Data interpretation is not an easy task. The challenges include, no doubt, the challenges of accuracy and validity of the data. But yet the biggest challenge may be in how the data is interperted and how the interpretations are used to make critical decisions. As I continue on my journey into the stock martket I am feeling almost "overwhelmed" by all the data. But, I think the goal is to shift through it and determine which data is critical in helping me to reach my investment goals.

blackvegetable

"it "feels" like a recession. I wonder where that feeling comes from? Mass media, maybe?"

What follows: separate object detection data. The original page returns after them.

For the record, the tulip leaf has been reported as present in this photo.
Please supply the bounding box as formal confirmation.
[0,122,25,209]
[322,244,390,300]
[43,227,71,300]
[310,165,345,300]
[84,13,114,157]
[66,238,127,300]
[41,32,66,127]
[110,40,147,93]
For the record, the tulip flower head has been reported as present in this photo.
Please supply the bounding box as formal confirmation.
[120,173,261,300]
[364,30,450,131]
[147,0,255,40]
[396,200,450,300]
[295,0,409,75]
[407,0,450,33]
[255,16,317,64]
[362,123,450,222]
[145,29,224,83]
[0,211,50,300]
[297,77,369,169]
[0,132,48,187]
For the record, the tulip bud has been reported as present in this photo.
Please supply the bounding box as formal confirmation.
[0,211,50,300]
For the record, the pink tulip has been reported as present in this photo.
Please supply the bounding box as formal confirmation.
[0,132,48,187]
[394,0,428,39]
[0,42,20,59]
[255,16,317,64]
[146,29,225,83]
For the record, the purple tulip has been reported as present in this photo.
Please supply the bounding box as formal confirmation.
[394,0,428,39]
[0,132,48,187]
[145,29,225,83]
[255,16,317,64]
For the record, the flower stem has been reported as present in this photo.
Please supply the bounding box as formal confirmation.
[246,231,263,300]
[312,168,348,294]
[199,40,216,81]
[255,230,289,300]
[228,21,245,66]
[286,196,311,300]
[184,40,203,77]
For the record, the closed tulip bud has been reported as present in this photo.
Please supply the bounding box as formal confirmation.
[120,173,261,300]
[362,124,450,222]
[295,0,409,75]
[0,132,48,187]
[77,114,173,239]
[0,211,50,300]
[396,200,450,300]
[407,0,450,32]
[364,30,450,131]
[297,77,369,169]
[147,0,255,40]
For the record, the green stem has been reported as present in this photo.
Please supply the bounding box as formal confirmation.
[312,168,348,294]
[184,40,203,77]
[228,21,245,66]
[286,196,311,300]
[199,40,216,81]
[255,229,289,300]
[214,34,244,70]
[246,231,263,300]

Get out of that gated community much?

Dave

I think it is a matter of being able to interpret the data objectively without bias. David Rosenberg always finds something to “strip” from GDP to paint a gloomy picture (strip defense spending, strip inventories, strip exports, strip consumer spending, strip business investment…) If the stripping does not work to produce the gloomy picture, he injects government conspiracy theories about the government underreporting the inflation.

Barry Ritholtz is an opinionated and self-deceiving perma-bear lawyer pretending to be an economist with extremely poor predictive record. He has been predicting recessions and “secular bear markets” since 2003. He is consistently wrong. Can you name at least one of his predictions when he was right? Dow 6800 in 2006? Multiple recessions in 2007? And now “positive GDP” recession in 2008?

Briefing economists have been the most objective and accurate.

I do not know Gary Smith and cannot comment.

Tim

Not to worry if we are in a recession, Yesterday I heard a financial commentator state that even if the economy was still in positive growth, it "feels" like a recession. I wonder where that feeling comes from? Mass media, maybe?

The comments to this entry are closed.